I taught a class on how to make these Hooded Towels at Enrichment last night and thought I'd share the directions I made. It only takes about 10-15 minutes and they turn out so cute!
Directions for a Hooded Towel  
1. You need one bath towel and one hand towel (not a face towel). Get nice, thick, soft ones.
2. Cut the hand towel in half. Make sure if there is a design you have that in the part you cut out. (At this point you can embellish your hand towel with rick-rack, ribbon, or decorative fabric.) 

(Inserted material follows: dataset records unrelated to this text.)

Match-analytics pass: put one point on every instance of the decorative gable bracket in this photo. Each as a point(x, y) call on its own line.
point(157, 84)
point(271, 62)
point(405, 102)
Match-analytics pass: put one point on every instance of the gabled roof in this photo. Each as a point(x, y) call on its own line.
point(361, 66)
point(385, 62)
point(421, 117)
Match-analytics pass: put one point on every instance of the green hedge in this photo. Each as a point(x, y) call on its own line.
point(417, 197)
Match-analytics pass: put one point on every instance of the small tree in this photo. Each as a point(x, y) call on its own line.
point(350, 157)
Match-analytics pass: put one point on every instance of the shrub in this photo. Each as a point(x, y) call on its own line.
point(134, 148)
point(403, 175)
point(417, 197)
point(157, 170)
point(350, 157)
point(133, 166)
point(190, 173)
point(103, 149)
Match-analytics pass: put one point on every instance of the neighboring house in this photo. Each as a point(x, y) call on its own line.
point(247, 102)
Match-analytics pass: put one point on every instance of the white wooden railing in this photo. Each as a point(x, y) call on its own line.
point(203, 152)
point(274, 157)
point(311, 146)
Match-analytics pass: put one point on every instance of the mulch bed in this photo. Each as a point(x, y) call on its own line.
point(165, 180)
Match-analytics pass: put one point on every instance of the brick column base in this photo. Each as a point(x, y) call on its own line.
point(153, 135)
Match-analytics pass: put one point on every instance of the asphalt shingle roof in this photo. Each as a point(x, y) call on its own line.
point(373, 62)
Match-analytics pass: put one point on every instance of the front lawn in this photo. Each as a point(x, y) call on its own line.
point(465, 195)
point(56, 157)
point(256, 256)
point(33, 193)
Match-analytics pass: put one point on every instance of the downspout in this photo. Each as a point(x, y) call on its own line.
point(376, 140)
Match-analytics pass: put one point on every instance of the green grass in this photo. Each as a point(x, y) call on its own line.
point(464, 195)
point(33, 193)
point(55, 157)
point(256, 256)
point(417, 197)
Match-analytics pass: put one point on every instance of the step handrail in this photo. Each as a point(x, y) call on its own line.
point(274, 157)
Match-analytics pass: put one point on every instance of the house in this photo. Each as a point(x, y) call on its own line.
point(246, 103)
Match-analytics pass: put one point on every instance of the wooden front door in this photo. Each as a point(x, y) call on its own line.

3.  Fold about a 1-2 inch "hem" on the finished edge of the towel and sew it down.   4. Next, fold the hand towel right sides together with the sides you cut touching each other. Stitch the side you cut closed. 5. Now form a “triangle” with the hood with the seam you just sewed facing you. Sew a straight stitch about 3 inches down from the point of your triangle. Cut off the piece of the towel above the line you sewed (it will look like a small triangle). 6. Fold your towel in half and put a pin in place (where the hood goes) so you know where the center is. Mark about 4" from the middle on both sides of the towel (it doesn’t have to be exact). Take that point and bring it into the middle and pin in place. Do the other side. It should look like this: Close-up view. You will be sewing through 3 layers. 7. Take your hood and turn it right side out (so the seams are on the inside). Match up the center of the back of the towel with the center of the back of the hood. 8. Pin hood to the towel and sew the hood on. I usually do a straight stitch through all layers and then go back and zig zag stitch for added strength.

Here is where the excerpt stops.